Zampitella, 65, spoke to the Delaware Valley Journal in the club, where free peanut butter and jelly sandwiches are handed out for lunch. Spaghetti or hot dogs and beans might be on the menu for dinner. A Saturday dessert favorite is banana splits. The food, along with water, is free. Coffee is 75 cents and soda is $1.

Zampitella never learned to read as a kid and relies on Christi McGough, who helps him manage the club. And he has opened two other AA/NA clubs, one in Camden and recently another in Chicago.

Asked about funding, Zampitella said while they are not a nonprofit for tax purposes people donate, sometimes in the name of a relative who has gotten help.

Zampitella is divorced with two grown children. He said his “selfishness” caused the breakup.  Zampitella is now very religious. A Catholic, he said he models his life on Dorothy Day, an activist and a founder of the Catholic Workers Movement. Pope Francis called Day one of four “exemplary Americans.”

“Eddie Z cares more about the health and survival of the struggling unfortunates on Kensington Avenue than he does about himself,” said Main Line TV filmmaker John Riccuitti, who, with Jill Frechie, spent more than a year in the blighted neighborhood making the documentary film “Kensington in Crisis.”   “He has unselfishly helped hundreds conquer the terrible disease of addiction.”

When he’s helping addicts reach sobriety, Zampitella takes them to Graffiti Pier, an area of railroad trestles next to the Delaware River, and sits with them while they detox. That process can last varying amounts time but he and others at The Last Stop are patient, he said.

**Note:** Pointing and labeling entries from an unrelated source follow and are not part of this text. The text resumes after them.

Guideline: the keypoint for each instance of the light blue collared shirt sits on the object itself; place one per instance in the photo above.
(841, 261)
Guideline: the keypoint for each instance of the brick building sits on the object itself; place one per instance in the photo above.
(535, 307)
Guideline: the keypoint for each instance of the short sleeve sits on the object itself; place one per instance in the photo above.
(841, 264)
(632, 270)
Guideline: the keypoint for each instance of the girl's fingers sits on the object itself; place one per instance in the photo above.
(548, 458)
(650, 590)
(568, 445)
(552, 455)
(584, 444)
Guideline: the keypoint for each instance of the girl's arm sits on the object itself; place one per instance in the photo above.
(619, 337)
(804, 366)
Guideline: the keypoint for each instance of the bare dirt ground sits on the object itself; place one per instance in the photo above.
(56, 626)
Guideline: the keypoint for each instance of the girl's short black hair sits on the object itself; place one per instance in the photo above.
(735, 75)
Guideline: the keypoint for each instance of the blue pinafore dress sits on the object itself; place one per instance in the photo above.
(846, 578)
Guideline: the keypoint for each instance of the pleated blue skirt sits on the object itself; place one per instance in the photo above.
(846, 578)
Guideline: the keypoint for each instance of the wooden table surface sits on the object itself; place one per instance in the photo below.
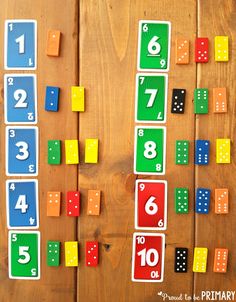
(98, 51)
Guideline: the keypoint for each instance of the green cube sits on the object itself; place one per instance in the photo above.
(54, 152)
(181, 152)
(181, 200)
(201, 101)
(53, 253)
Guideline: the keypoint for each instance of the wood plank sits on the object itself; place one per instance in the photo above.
(56, 284)
(108, 49)
(213, 231)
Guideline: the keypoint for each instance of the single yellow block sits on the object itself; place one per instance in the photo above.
(91, 150)
(72, 151)
(221, 48)
(200, 259)
(223, 151)
(71, 253)
(77, 98)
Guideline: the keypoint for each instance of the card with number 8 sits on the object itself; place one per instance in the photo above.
(151, 204)
(154, 45)
(148, 257)
(24, 255)
(20, 99)
(21, 151)
(150, 150)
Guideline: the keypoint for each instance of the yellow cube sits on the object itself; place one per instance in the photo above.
(221, 48)
(72, 151)
(223, 151)
(71, 253)
(200, 259)
(91, 150)
(77, 98)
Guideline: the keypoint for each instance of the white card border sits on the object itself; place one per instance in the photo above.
(137, 227)
(36, 149)
(6, 42)
(134, 252)
(36, 205)
(7, 75)
(165, 75)
(139, 45)
(9, 254)
(164, 150)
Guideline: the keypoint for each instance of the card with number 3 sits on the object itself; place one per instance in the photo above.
(21, 151)
(154, 45)
(20, 44)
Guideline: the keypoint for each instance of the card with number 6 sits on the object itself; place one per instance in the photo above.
(20, 99)
(148, 257)
(21, 151)
(20, 44)
(151, 204)
(149, 150)
(154, 42)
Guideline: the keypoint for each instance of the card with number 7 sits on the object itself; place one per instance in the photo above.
(154, 42)
(150, 150)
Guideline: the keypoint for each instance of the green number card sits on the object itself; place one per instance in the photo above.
(24, 255)
(151, 97)
(150, 150)
(154, 45)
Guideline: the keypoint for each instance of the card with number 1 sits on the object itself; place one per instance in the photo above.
(20, 44)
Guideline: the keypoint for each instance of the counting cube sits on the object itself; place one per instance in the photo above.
(91, 150)
(181, 200)
(54, 152)
(200, 259)
(71, 253)
(53, 203)
(221, 201)
(72, 151)
(203, 197)
(221, 49)
(220, 260)
(77, 98)
(181, 152)
(223, 151)
(53, 253)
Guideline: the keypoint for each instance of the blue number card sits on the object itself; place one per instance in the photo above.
(20, 44)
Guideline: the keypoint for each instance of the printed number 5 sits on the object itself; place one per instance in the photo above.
(23, 251)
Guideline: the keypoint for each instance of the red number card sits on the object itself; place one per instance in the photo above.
(148, 257)
(151, 204)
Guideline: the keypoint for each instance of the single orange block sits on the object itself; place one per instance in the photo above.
(53, 203)
(221, 201)
(220, 261)
(219, 100)
(53, 43)
(182, 51)
(94, 200)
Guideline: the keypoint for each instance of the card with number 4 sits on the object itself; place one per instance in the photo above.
(20, 99)
(154, 45)
(24, 255)
(22, 204)
(21, 151)
(150, 150)
(20, 44)
(148, 257)
(151, 204)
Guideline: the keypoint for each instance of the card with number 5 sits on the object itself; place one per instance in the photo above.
(151, 204)
(20, 44)
(149, 150)
(20, 99)
(24, 255)
(148, 257)
(154, 45)
(21, 151)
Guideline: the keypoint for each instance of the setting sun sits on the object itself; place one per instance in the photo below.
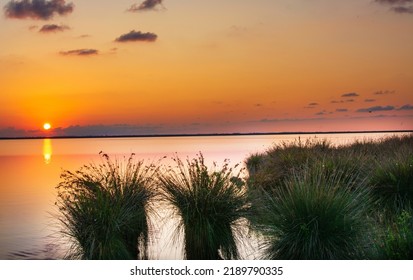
(47, 126)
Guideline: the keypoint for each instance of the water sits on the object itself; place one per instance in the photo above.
(30, 171)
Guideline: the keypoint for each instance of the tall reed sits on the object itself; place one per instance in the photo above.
(104, 209)
(211, 205)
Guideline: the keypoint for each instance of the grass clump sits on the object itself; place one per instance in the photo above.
(211, 204)
(396, 241)
(316, 215)
(104, 209)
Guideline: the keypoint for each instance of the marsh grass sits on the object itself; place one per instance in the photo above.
(396, 238)
(104, 209)
(393, 179)
(313, 200)
(211, 204)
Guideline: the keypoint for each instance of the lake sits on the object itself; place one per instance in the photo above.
(30, 170)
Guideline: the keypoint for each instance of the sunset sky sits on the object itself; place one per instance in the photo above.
(101, 67)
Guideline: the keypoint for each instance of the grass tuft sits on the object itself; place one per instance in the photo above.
(104, 209)
(211, 204)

“You go down and they’ve never seen anything like that, the quietness, the fresh air, the water, there’s no noise,” he said. “They see the graffiti. There’s nowhere to cop drugs at. Something happens. People, I get Muslims, Jews, I say, ‘Look, your God was dope. You believed in that and it didn’t work for you. Just give it a shot.’” But, he said, he is not trying to change anyone’s religion.

“The best thing for us is to live by example,” he said. “The kindness. The graffiti Pier, I’m not saying it has magic. It’s us.”